Os presidentes dos Tribunais de Justiça do Estado de Pernambuco, Nildo Nery, do Estado de Alagoas, José Fernando Lima Souza, e de mais 25 Tribunais de Justiça estaduais e do Distrito Federal (Brasília) firmaram o documento, que é, em parte, reafirmação de pronunciamentos anteriores, ocorridos em Manaus (Amazonas) e Florianópolis (Santa Catarina), recentemente.
A preocupação do Judiciário com a distribuição injusta de recursos públicos foi a principal, mas não a única manifestação importante do 53º Encontro do Colégio Permanente de Presidentes de Tribunais de Justiça.
No item 1º do documento aprovado os presidentes de TJs expressaram “preocupação com a paralisação do Judiciário nos Estados de São Paulo e Mato Grosso, em razão de movimentos grevistas de seus servidores, solidarizando-se com os respectivos presidentes de Tribunais, que não dispõem de alternativa para solucionar o impasse, forçosamente submetidos que estão à Lei de Responsabilidade Fiscal”.
No item 2º manifestaram “entendimento de que é ilegítimo o exercício do direito de greve no serviço público, por falta de regulamentação do artigo 37, inciso VII, da Constituição da República, nos termos de reiteradas decisões dos Tribunais Superiores”.
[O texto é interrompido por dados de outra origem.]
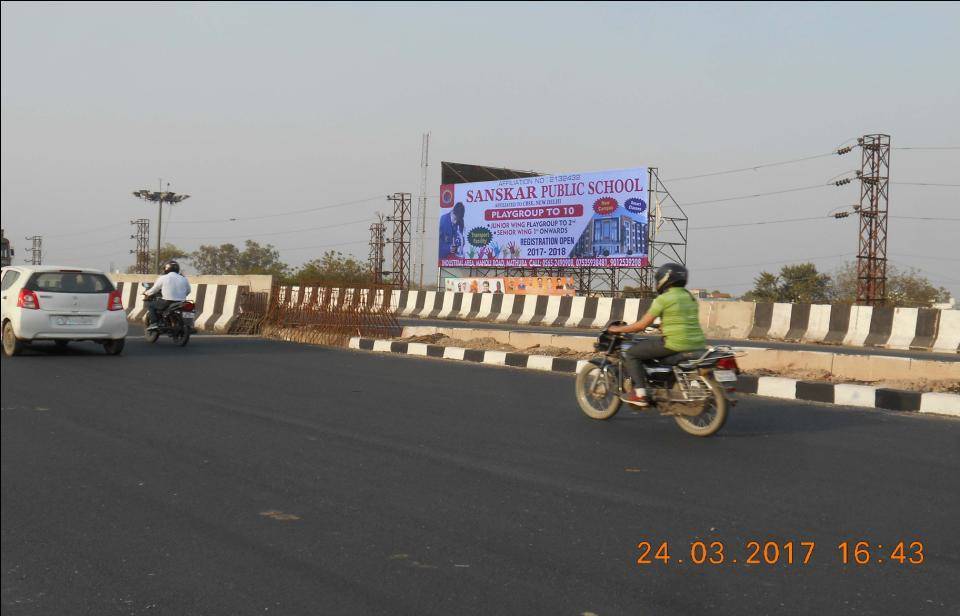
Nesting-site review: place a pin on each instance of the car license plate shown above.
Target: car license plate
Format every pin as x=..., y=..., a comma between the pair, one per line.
x=725, y=376
x=72, y=321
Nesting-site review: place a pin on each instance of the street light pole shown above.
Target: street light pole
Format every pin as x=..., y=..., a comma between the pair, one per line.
x=159, y=197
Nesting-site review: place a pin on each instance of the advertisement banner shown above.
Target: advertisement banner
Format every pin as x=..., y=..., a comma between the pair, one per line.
x=518, y=285
x=594, y=219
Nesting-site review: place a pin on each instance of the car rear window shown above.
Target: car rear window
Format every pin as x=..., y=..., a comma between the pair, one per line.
x=69, y=282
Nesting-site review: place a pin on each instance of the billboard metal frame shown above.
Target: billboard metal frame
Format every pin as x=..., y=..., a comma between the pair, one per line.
x=667, y=241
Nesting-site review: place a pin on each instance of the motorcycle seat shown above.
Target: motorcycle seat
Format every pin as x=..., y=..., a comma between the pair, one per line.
x=677, y=358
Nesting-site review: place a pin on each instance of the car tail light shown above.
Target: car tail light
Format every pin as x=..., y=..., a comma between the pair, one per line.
x=728, y=363
x=115, y=302
x=28, y=300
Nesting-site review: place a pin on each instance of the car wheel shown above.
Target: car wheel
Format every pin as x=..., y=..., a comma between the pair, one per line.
x=114, y=347
x=11, y=344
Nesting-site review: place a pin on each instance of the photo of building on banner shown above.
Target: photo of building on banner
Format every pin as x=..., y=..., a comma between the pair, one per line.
x=517, y=285
x=575, y=220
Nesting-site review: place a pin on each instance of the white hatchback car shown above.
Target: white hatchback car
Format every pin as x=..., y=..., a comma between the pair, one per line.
x=62, y=304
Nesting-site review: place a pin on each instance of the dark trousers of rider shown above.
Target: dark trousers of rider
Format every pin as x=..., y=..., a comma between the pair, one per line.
x=155, y=307
x=647, y=348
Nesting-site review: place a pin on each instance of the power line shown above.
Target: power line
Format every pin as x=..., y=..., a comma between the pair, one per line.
x=87, y=230
x=764, y=222
x=926, y=257
x=839, y=151
x=795, y=260
x=923, y=184
x=323, y=246
x=755, y=195
x=227, y=237
x=932, y=147
x=926, y=218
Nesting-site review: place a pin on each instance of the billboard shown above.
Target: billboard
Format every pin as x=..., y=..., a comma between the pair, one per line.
x=518, y=285
x=594, y=219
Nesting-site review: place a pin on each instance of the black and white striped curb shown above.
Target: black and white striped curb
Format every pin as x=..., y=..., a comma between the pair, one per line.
x=850, y=395
x=769, y=386
x=493, y=358
x=869, y=326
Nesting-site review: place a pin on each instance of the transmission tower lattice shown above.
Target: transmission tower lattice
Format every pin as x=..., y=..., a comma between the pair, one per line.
x=874, y=201
x=142, y=235
x=400, y=238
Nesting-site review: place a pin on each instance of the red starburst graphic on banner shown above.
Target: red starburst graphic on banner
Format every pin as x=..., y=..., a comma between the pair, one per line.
x=605, y=205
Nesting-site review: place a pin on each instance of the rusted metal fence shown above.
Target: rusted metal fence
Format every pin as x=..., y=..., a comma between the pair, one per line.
x=323, y=314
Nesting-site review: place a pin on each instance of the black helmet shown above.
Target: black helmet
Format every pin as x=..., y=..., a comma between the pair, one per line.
x=670, y=275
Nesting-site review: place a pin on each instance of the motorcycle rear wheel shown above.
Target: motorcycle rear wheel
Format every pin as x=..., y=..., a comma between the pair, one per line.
x=181, y=332
x=711, y=419
x=604, y=401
“Repudiamos quaisquer tentativas de submissão dos Tribunais de Justiça a controles que importem na quebra do princípio da autonomia dos Estados”, afirma o item 4º.
Outros pronunciamentos do Colégio de Presidentes de TJs estaduais reunido em São Luís do Maranhão: “Posicionar-se contra a pretendida extinção dos Tribunais de Alçada, que fere o princípio federativo (item 5º); insistir em que a Justiça, tal como a Educação e a Saúde, faz parte de pauta social, não podendo o cidadão ser privado do seu acesso, impedindo-se o exame e julgamento dos seus direito (item 6º); renovar o compromisso com a sociedade, no sentido de aperfeiçoar, cada vez mais, a qualidade da prestação jurisdicional (item7º); reafirmar a crença na Democracia, caminho único para a composição dos conflitos sociais, e a necessidade do fortalecimento do Poder Judiciário como guardião da Constituição, garantia de liberdade e da Justiça e esperança do povo”.